Business Casual: The Connected Generation

On the day I went to purchase the fabulous new phone that puts the entire technological world at my fingertips – or will, once I master the intricacies of that teeny little keyboard – and allows me to view Tina Fey’s Saturday Night Live routines via YouTube anytime I need a laugh, I had some backup. Even though the phone was a gift from my husband, for the actual shopping expedition I was accompanied by my daughter and her fiancé, two representatives of the Connected Generation.

These are people who grew up with computers and video games and have never had to reprogram their brains to think of a phone as something that travels around with you rather than a stationary piece of equipment that stays at home while you are out missing calls.

They are savvy and sophisticated and delighted to help initiate a convert into the mysteries of advanced connectivity. And if they were snickering behind my back, they were kind enough and smart enough not to let me catch them.

People who know me well are surprised to learn that I have coveted one of these phones since I saw the first ad and wondered whether the price would come down (fortunately, yes) and whether you had to pass a “cool test” to own one (fortunately, no).

I confess there are times when the possibilities of perpetual connectivity overwhelm me and I long for simpler times and the satisfying whine of a good fax machine. But this looked like an opportunity to ratchet up my technological savvy, which is a good thing, even if it is a bit intimidating. I reminded myself that Barack Obama gets the whole connectivity thing; John McCain doesn’t. And look what happened.

I have no desire to run for office, but I would like to embrace the 21st century – and to have a little fun while I’m doing it.

It has long been possible to live your entire life without ever NOT being on the phone. And it is now possible to NEVER be disconnected from the internet and your email, your music, your investments, your calendar, your photo album or your favorite movies.

The mental shift from thinking of a computer as a piece of work equipment to regarding it as a necessary companion to leisure time or the act of breathing can be daunting. It’s not so much the technology as the portability that has changed our lives.

I used to make fun of people who couldn’t handle a simple trip to the grocery store without talking on their mobile phones, as though their trenchant observations on the state of the produce (“The tomatoes look like plastic, but the zucchini is good …”) were just too insightful not to share. But eventually I became what I disdained; it’s actually pretty convenient to be able to call home to find out if we need laundry detergent or cat litter.

Now instead of laughing at people who cannot stand any sort of connectivity vacuum, I am working on becoming the person who pulls out her phone, easily and effortlessly, during dinnertime conversations to resolve disputes or to find answers to questions that arise. (“No, Saving Private Ryan didn’t win the Best Picture Oscar in 1998. Shakespeare in Love did.” Or, “Vince Dooley came to Georgia as football coach in 1964 and became AD in 1979.”)

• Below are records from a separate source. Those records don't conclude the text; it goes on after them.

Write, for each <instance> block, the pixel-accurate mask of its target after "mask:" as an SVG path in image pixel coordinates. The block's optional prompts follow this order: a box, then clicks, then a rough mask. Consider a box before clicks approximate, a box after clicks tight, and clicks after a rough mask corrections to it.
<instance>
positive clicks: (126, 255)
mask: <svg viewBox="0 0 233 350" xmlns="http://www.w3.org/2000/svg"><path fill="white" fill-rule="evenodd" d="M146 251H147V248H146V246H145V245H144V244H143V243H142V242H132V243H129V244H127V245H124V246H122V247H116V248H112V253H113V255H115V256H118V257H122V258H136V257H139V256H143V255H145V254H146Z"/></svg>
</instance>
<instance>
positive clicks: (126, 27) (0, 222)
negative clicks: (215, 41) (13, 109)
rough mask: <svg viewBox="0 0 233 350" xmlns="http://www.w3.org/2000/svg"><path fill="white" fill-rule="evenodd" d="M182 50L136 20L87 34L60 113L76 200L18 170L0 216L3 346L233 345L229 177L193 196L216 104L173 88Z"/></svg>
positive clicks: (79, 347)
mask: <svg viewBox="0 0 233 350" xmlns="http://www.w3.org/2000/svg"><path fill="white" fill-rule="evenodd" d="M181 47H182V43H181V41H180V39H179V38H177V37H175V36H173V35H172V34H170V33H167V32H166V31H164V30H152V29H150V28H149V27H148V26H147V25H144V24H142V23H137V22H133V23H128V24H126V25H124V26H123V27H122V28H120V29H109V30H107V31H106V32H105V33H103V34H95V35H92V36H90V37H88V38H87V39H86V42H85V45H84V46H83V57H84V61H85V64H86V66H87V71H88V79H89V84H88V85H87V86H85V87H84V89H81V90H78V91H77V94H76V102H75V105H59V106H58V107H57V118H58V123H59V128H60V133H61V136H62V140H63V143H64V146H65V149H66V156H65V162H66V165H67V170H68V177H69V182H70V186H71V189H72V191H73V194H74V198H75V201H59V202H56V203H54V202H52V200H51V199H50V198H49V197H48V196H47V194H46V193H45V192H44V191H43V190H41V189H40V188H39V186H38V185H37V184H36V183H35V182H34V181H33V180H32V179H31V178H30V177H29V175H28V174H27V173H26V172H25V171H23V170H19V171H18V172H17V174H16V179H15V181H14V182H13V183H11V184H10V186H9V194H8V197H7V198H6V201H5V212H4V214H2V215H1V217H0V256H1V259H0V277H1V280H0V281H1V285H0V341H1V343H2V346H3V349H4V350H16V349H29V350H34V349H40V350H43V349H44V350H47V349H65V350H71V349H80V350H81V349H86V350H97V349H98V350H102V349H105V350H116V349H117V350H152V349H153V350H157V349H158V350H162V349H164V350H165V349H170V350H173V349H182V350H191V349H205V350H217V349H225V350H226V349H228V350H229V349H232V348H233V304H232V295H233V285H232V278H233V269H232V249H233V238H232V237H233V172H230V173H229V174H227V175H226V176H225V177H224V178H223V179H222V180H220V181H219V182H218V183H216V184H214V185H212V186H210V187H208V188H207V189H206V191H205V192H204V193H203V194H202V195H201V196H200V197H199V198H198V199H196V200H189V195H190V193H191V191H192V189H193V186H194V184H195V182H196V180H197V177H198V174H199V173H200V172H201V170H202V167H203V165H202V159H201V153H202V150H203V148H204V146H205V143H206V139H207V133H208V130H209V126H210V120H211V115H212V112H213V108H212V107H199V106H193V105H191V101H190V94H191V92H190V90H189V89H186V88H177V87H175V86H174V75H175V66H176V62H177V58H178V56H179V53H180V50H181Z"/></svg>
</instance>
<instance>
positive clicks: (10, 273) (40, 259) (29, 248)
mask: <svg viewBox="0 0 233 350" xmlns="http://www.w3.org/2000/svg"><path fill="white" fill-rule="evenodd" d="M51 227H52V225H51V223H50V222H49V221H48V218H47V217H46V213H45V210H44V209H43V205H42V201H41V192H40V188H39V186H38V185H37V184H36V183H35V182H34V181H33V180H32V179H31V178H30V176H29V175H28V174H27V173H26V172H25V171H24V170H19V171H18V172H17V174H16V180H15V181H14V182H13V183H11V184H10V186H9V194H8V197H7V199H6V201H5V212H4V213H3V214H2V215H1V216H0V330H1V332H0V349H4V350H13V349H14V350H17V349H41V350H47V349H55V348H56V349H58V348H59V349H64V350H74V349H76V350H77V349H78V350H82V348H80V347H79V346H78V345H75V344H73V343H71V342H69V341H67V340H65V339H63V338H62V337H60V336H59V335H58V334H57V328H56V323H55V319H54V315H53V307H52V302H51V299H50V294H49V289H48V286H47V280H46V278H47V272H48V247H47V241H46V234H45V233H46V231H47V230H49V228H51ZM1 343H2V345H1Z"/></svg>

But it takes practice – and the occasional humiliation – to achieve such proficiency. The second day I had my new toy I took it to work and carried it around very ostentatiously, making sure that all my younger colleagues saw it and had the opportunity to be impressed.

On the third day, I broke it – or at least rendered it unusable in some way I have yet to figure. There was nothing but a white screen.

My personal electronic shoppers, contacted via land line, were puzzled, too. They pointed out, gently, that there are only two buttons on the phone and suggested I try them both. I did, to no avail.

Thoroughly humbled, I found my way, again via land line, to Tech Support, where a nice young man with a calm voice and reassuring manner got me out of my techno-jam in about 20 seconds.

I think he was a little disappointed when I turned down his kind offer to talk me through the process of uploading all my music. I’m going to be taking this connectivity thing a little slower. But I appreciate the backup.